At Anaplan, we are looking for a self-motivated SITE RELIABILITY ENGINEER to join our growing team at Anaplan HQ in the city-by-the-bay, SAN FRANCISCO to be a member of the Global Technical Operations group located across San Francisco, US, London, UK, and York, UK. You will be embedded in the SF Technical Operations organization, and also work closely with Engineering Development teams, Product Architecture, and Program Management. There is close partnering between our UK SRE team and our SF SRE team.
As a Site Reliability Engineer, we know that you are passionate about seamless uptime. You delight in building tools to automate routine tasks and constantly seek new ways to improve system performance. If you also want to join a fast-growing startup, work with friendly people, and play with some cool tech, you found the right place!
In the heart of the eclectic SOMA district, you can feel the excitement and energy of what we do at Anaplan when you step into our San Francisco office. There are open floor plans, fully stocked kitchens, and great collaboration spaces, and we focus on making sure that you have everything you need to work well from the right lighting to the latest technology. When it’s time for the team to play together, we visit with our neighbors at a Giants game or a local pub’s happy hour. Come see for yourself what a collaborative and exciting place to work looks like. You will join a team of individuals who embrace and respect diverse perspectives, aren’t afraid to push boundaries and try new ideas, and are passionate about helping our customers and each other succeed. We work hard, but we also don’t wait for an excuse to have fun and we inspire each other!

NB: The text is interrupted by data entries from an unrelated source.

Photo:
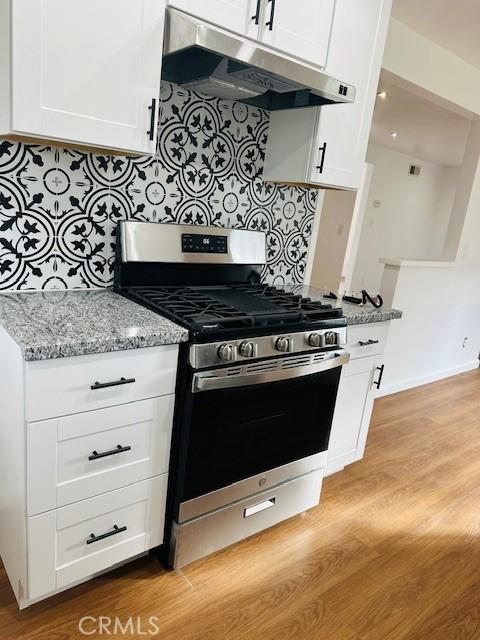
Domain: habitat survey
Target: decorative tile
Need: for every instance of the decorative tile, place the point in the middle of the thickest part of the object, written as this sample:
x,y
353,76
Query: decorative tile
x,y
59,208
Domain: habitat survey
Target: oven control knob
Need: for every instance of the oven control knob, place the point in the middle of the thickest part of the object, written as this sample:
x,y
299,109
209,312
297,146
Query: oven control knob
x,y
315,340
331,339
248,349
227,352
283,344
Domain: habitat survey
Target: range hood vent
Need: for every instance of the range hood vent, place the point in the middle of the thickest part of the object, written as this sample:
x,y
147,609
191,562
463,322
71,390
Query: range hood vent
x,y
204,58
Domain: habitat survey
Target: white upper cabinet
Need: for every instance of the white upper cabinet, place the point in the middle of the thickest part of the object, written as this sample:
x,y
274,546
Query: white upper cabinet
x,y
327,145
239,16
301,28
345,129
85,72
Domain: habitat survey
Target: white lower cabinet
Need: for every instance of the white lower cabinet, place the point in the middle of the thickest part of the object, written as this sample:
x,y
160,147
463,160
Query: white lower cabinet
x,y
83,464
80,456
72,543
356,394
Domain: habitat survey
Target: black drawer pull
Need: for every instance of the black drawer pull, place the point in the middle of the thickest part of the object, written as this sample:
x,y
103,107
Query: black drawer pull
x,y
378,382
256,17
152,109
115,383
269,24
368,343
96,456
323,150
93,538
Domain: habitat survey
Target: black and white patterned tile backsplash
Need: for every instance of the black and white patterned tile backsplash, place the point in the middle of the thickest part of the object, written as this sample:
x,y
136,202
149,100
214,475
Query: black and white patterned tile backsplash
x,y
59,208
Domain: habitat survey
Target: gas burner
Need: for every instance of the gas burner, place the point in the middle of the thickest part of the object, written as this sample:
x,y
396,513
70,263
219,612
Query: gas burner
x,y
204,310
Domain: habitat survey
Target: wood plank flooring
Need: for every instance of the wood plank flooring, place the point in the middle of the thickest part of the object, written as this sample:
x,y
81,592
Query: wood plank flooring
x,y
392,552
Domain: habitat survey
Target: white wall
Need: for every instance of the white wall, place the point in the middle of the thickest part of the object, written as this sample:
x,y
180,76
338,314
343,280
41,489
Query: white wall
x,y
332,237
437,71
412,219
441,307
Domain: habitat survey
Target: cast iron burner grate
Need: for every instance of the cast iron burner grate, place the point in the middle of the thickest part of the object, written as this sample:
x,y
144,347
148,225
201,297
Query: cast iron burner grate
x,y
205,309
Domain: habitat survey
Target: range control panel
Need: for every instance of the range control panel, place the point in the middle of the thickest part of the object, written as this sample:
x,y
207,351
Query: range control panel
x,y
203,243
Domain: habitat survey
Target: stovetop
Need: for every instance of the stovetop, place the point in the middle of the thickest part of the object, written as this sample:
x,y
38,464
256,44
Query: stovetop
x,y
236,310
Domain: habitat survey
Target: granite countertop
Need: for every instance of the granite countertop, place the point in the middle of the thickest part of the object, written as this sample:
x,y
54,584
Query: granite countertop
x,y
354,313
58,324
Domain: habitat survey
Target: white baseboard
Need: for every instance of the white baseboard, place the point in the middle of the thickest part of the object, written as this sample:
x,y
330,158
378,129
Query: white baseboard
x,y
426,379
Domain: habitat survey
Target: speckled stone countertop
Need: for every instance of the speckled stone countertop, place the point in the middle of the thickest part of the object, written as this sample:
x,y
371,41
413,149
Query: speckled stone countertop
x,y
58,324
355,314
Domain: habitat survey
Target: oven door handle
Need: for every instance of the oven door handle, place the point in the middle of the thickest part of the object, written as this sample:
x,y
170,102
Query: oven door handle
x,y
210,380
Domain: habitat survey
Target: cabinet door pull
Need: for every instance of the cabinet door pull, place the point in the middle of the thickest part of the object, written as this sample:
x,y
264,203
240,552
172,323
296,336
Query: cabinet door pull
x,y
116,529
378,382
104,454
269,24
256,17
114,383
323,150
152,108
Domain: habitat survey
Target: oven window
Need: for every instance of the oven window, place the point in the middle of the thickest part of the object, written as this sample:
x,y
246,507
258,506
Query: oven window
x,y
240,432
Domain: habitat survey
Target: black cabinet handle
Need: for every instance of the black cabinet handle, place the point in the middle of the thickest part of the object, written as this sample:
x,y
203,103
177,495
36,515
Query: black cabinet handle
x,y
114,383
256,17
152,109
323,150
93,538
378,382
96,456
367,343
269,24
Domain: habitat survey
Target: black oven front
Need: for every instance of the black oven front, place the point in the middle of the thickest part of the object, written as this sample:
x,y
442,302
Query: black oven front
x,y
240,424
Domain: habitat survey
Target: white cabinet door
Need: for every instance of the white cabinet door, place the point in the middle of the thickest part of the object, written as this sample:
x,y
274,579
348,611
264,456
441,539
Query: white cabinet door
x,y
239,16
355,55
87,72
301,28
327,145
353,411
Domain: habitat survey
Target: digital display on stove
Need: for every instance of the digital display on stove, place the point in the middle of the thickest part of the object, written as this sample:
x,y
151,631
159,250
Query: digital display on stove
x,y
202,243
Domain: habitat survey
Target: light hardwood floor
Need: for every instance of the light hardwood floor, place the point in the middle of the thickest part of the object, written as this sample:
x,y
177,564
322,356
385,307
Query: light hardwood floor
x,y
392,552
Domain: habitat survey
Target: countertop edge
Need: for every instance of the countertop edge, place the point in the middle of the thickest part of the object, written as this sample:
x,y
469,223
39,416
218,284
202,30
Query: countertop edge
x,y
37,353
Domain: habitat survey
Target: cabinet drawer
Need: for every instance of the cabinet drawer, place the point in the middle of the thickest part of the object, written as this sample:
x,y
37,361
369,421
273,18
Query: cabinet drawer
x,y
367,339
123,523
80,456
64,386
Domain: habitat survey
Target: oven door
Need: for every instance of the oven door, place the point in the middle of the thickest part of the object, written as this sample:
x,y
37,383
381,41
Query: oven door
x,y
248,420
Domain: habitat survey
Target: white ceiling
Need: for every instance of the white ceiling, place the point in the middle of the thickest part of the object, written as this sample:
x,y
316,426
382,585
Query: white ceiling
x,y
425,130
453,24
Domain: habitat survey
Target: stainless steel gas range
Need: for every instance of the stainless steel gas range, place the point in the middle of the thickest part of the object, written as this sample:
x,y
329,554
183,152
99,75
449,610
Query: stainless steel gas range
x,y
256,386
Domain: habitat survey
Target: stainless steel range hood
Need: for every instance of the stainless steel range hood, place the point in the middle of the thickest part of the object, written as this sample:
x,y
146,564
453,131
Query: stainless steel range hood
x,y
208,59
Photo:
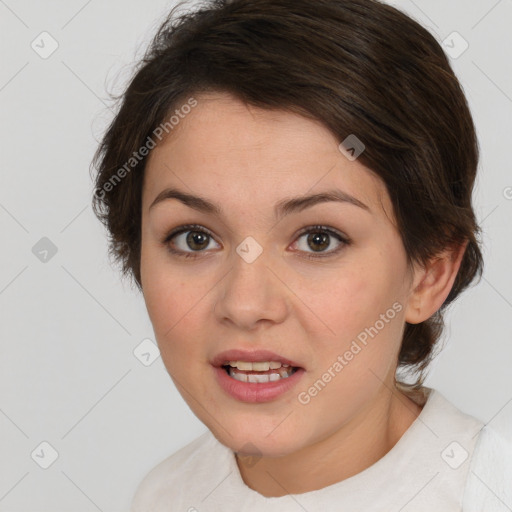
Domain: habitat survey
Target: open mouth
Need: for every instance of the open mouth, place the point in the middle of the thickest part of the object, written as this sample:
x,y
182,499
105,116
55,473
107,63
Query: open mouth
x,y
258,372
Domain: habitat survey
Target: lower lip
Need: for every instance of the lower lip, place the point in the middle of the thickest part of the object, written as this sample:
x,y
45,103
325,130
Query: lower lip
x,y
256,391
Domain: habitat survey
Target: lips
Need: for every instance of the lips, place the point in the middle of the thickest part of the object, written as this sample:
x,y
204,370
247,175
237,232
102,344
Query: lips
x,y
251,356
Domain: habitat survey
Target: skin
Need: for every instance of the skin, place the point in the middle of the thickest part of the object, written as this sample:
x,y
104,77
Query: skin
x,y
245,160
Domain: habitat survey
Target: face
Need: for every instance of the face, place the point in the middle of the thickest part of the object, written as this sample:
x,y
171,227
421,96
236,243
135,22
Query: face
x,y
324,286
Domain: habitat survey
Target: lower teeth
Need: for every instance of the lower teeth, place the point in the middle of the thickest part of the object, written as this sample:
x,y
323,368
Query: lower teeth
x,y
283,373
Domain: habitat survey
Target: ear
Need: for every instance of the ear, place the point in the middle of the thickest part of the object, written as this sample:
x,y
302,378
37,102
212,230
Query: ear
x,y
432,284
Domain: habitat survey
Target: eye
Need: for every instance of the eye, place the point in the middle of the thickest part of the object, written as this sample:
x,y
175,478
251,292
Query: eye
x,y
319,238
197,238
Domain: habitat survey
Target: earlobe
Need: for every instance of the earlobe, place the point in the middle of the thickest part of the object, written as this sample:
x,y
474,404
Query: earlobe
x,y
435,282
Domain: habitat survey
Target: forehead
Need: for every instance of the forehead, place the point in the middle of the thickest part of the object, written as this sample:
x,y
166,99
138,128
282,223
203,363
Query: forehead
x,y
225,149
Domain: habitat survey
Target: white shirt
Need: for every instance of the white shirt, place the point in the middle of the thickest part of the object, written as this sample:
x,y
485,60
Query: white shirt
x,y
446,461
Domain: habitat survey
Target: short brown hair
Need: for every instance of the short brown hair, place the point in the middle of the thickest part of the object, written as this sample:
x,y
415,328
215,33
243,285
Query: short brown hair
x,y
360,67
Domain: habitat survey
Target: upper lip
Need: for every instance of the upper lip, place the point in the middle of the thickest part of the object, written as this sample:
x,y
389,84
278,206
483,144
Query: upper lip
x,y
251,356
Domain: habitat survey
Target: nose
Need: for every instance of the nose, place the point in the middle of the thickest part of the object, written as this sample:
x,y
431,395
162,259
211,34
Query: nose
x,y
252,294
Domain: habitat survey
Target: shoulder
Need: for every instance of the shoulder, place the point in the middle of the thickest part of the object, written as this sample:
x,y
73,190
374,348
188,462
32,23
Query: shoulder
x,y
489,484
167,480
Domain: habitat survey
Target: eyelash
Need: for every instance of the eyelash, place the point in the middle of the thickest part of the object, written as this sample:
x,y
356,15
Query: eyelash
x,y
310,229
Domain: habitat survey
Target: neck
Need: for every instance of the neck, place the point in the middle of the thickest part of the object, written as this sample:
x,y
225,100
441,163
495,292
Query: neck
x,y
353,448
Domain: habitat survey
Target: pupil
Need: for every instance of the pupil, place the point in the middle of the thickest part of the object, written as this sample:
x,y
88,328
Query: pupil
x,y
321,238
195,237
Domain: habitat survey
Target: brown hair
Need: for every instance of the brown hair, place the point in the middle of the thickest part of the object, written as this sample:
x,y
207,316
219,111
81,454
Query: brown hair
x,y
360,67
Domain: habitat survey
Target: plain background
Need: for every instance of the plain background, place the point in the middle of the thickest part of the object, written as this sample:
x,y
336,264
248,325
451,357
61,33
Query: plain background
x,y
69,327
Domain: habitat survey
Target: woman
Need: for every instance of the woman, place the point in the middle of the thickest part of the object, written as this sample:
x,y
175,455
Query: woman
x,y
289,184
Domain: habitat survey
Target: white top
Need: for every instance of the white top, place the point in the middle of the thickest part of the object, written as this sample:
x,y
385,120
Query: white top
x,y
446,461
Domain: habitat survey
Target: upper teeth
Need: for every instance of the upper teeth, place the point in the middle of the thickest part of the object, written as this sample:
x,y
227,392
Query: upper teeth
x,y
259,366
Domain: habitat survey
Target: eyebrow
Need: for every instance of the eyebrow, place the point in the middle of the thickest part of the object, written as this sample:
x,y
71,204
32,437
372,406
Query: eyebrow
x,y
281,209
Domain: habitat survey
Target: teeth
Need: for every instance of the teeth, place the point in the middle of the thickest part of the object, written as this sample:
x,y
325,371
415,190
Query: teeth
x,y
282,373
258,366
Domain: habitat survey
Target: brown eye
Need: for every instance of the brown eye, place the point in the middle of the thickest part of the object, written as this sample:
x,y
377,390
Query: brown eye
x,y
187,240
318,240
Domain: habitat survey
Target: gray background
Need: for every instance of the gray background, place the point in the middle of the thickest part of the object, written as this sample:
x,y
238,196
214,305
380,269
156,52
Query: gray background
x,y
69,327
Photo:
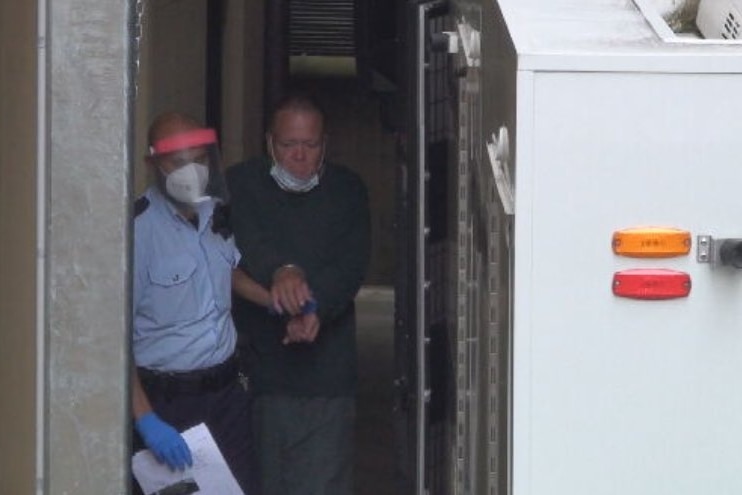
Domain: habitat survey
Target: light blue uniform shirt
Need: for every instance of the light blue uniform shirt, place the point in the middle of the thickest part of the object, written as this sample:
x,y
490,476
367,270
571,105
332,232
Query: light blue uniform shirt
x,y
182,289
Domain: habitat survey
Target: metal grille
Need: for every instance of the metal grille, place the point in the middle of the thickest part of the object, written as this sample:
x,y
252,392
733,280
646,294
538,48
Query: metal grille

This role is an immediate full-time position. If you’re ready to roll up your sleeves and tackle unique problems that no one is solving in the tech space yet, keep reading.
What you’ll be doing:
- Our core technology is Java on Linux using open source technology throughout the stack. The Java engine runs and stores all data in RAM for super high performance while staying safe with transaction logs and auto recovery. The office is Macs with a few Windows holdouts. You decide which works best for you.
- Utilize your skills in automation, replication and scaling to manage the production cloud in our worldwide data centers
- Write scripts in Ruby, Python, Perl, etc. to build custom tools for automation, replication and scaling
- Build tools to monitor and provide metrics on our systems
- Perform Linux system administration (DNS, NFS, RPM, Apache, Raid, etc.)
- Extend the existing automation we have in place and making things even easier to use.
- Support Product Development Teams
- Lead Release deployments and participate in revising software design to scale and prevent against failures
- Ensure compliance with various best practices.
- Adhere to compliance standards in the development and operationsspaces as guided by security.
- Participate in on-call rotation
- Work in a customer facing production environment
More about you:
- B.S. in Computer Science and 3 + years relevant experience OR 10+ years equivalent experience supporting production platforms using the following skills:
- Automation using tools such as Chef and Rundeck
- Programming in any of the following: Ruby, Python, Perl
- Multi Data center management, replication, scaling.
- Middleware software such as HA Proxy, Consul, Terraform or equivalent architectures
- Java applications including JVM performance and tuning
- Metrics and monitoring – writing custom tools and familiar with open source options.
- Linux administration – DNS, NFS, RPM, Apache, Raid, etc.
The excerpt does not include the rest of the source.